Sowohl die sehr zahlreichen Vertreter der Ansicht des Herrn Kapp, als auch Herr Rohlfs werden gegen diese meine übrigens streng sachlichen" Ausschnitte aus dem künstlerisch gefügten Phrasenkonglomerat der Kapp'schen Rede mancherlei einzuwenden

haben.

Die lange Dauer und die Schwierigkeiten des Existenz­kampfes ebenso wie die Herrschaft des Revolvers und seines schneidigen Kumpans, des Bowieknife, sind unvermeidliche Uebel, unvermeidlich so lange eine Kolonisation in den Windeln läge, - werden sie sagen.
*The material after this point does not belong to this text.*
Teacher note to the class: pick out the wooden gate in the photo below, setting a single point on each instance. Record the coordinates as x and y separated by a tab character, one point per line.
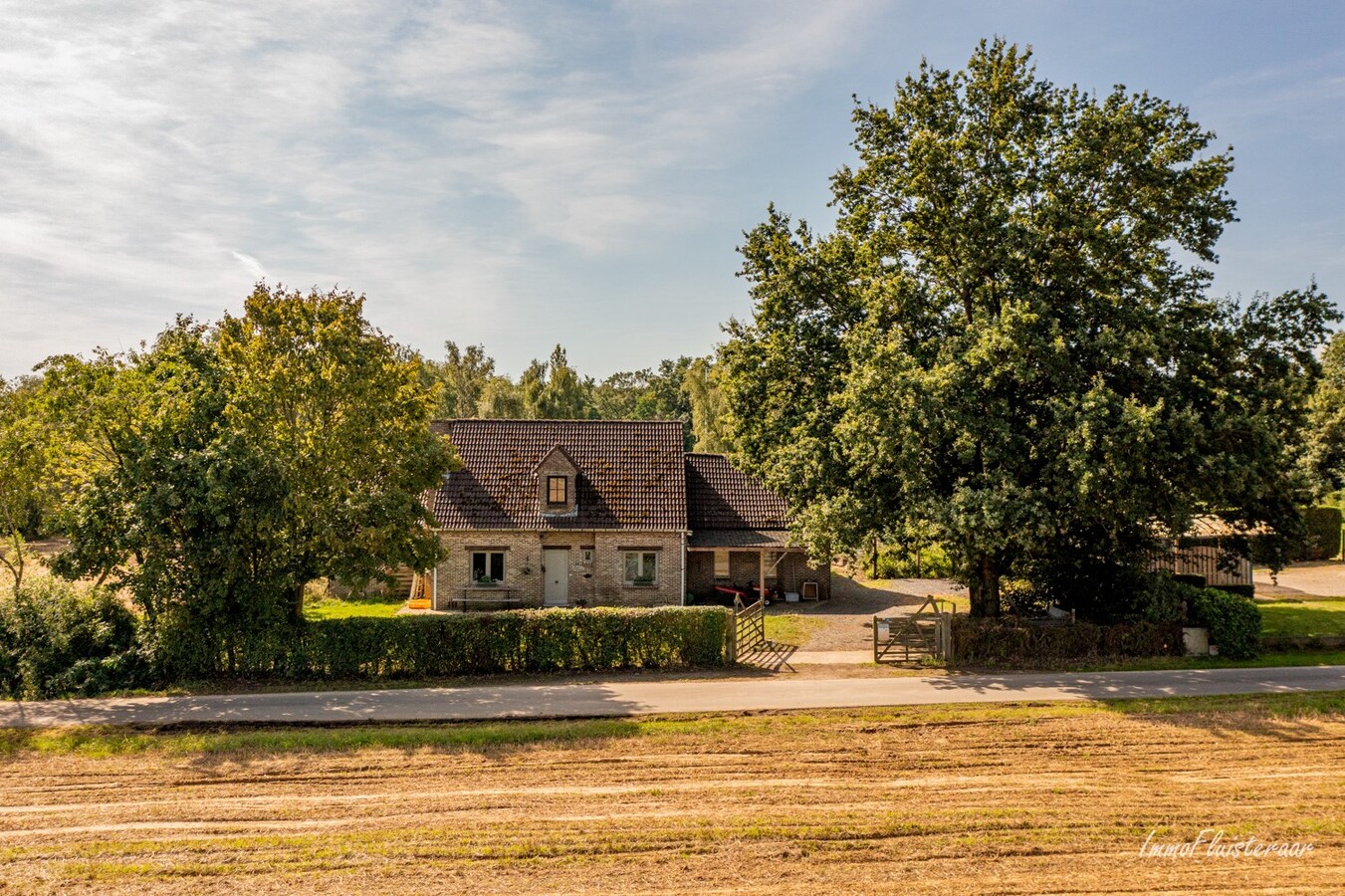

Und Herr Rohlfs wird sogar gegen die Wahrheit des dritten meiner aus Kapps brillanter Rede extra­hirten Lehrsazes energisch protestiren,- denn warum wollte er sonst deutsche Kolonien von Deutschland selbst angelegt sehen?

Herr Kapp hätte gut getan, in seiner oben wiedergegebenen Ausführung die angeblich notwendigen Uebel von dem über sie tröstenden, sie an Bedeutung weit überragendem Guten, das die Kolonisation, wie er sie für die einzig wahre hält und wie sie ihm so herrliche Beweise für die Unverwüstlichkeit der guten Menschennatur" liefert, äußerlich für jedermann erkennbar zu behandeln.

Dieses Guten ist nämlich in der Tat mehreres ernsthaft zu berücksichtigen.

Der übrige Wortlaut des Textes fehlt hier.